GPA - PMA
Dans la série actuelle, l’œuvre ne s’inscrit pas dans un débat sociétal, mais dans une interrogation profonde sur la reconnaissance comme acte perceptif et cognitif. Les tableaux représentent des couples — homosexuels ou hétérosexuels — accompagnés d’un enfant, mais l’enjeu plastique ne réside pas dans l’identité des sujets, ni dans leur statut social, ni dans l’éventuelle légitimité de leurs existences. Il réside dans la condition même de la reconnaissance et de la formation de l’image.
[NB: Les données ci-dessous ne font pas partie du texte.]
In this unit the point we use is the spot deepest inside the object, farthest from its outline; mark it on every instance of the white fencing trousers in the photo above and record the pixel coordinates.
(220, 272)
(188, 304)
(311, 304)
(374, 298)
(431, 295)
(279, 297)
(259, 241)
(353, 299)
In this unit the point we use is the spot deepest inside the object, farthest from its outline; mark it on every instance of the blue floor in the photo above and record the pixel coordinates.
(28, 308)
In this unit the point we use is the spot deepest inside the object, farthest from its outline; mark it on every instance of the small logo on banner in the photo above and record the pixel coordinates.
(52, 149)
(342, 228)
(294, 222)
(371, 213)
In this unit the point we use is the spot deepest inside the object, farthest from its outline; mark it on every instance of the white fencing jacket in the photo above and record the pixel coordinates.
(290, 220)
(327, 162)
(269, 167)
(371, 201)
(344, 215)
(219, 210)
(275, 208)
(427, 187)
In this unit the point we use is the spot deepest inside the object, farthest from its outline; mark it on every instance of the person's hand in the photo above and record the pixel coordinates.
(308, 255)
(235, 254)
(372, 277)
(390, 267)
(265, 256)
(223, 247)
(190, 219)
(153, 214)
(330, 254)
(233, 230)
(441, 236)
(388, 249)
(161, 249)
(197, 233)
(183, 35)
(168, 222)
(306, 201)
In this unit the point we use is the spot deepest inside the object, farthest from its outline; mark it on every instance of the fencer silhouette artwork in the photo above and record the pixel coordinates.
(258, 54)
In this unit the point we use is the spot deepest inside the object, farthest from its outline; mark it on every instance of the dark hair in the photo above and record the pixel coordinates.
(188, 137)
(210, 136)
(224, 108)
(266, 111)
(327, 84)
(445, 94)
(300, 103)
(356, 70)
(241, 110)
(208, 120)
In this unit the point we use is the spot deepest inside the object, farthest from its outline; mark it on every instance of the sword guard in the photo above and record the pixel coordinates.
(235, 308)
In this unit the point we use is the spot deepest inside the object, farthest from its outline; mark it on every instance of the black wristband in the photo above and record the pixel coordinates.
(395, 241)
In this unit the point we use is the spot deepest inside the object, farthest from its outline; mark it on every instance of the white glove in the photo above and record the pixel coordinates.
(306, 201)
Ce travail prolonge et installe l’éloge de l’approximation comme principe perceptif : il met en exergue la fragilité, l’incomplétude et la porosité de l’image, et par-là même l’écart irréductible entre ce qui est donné à voir et ce que l’esprit tente de reconstituer. Comme dans les séries antérieures, la lisibilité du portrait est dépendante de la distance — non pas seulement métrique, mais cognitive. À moins d’un mètre, l’œuvre se dérobe. Sa présence visuelle se fragmente en champs disjoints, microstructures qui résistent à toute lecture immédiate. Rien, à cette proximité, ne protège le regard de l’échec : l’image n’apparaît pas. Elle n’est pas simplement indistincte ; elle est inhabitable pour la reconnaissance.
Ce dispositif n’est pas une barrière ; c’est un dispositif epistemique : il oblige le regardeur à sortir de l’horizon étroit de la transparence perceptive pour entrer dans la boucle active de la reconstruction mentale. Ce que nous appelons communément « voir » est ici rendu insuffisant. La connaissance ne se donne pas, elle se conquiert. Elle naît d’un éloignement critique, et non d’une appropriation immédiate.
Ce seuil phénoménologique devient particulièrement manifeste au-delà de cinq mètres. À cette distance, les microstructures se recomposent en configurations intelligibles : formes approximatives se condensent, contour après contour, pour évoquer des figures relationnelles. Le visage, dès lors, naît d’un équilibre fragile entre ce qui est visible et ce qui est complété par la mémoire, par l’imaginaire, par l’histoire perceptive de chacun. Le portrait cesse d’être un simple donné visuel pour devenir un phénomène émergent, co-constitué par l’œuvre et le spectateur.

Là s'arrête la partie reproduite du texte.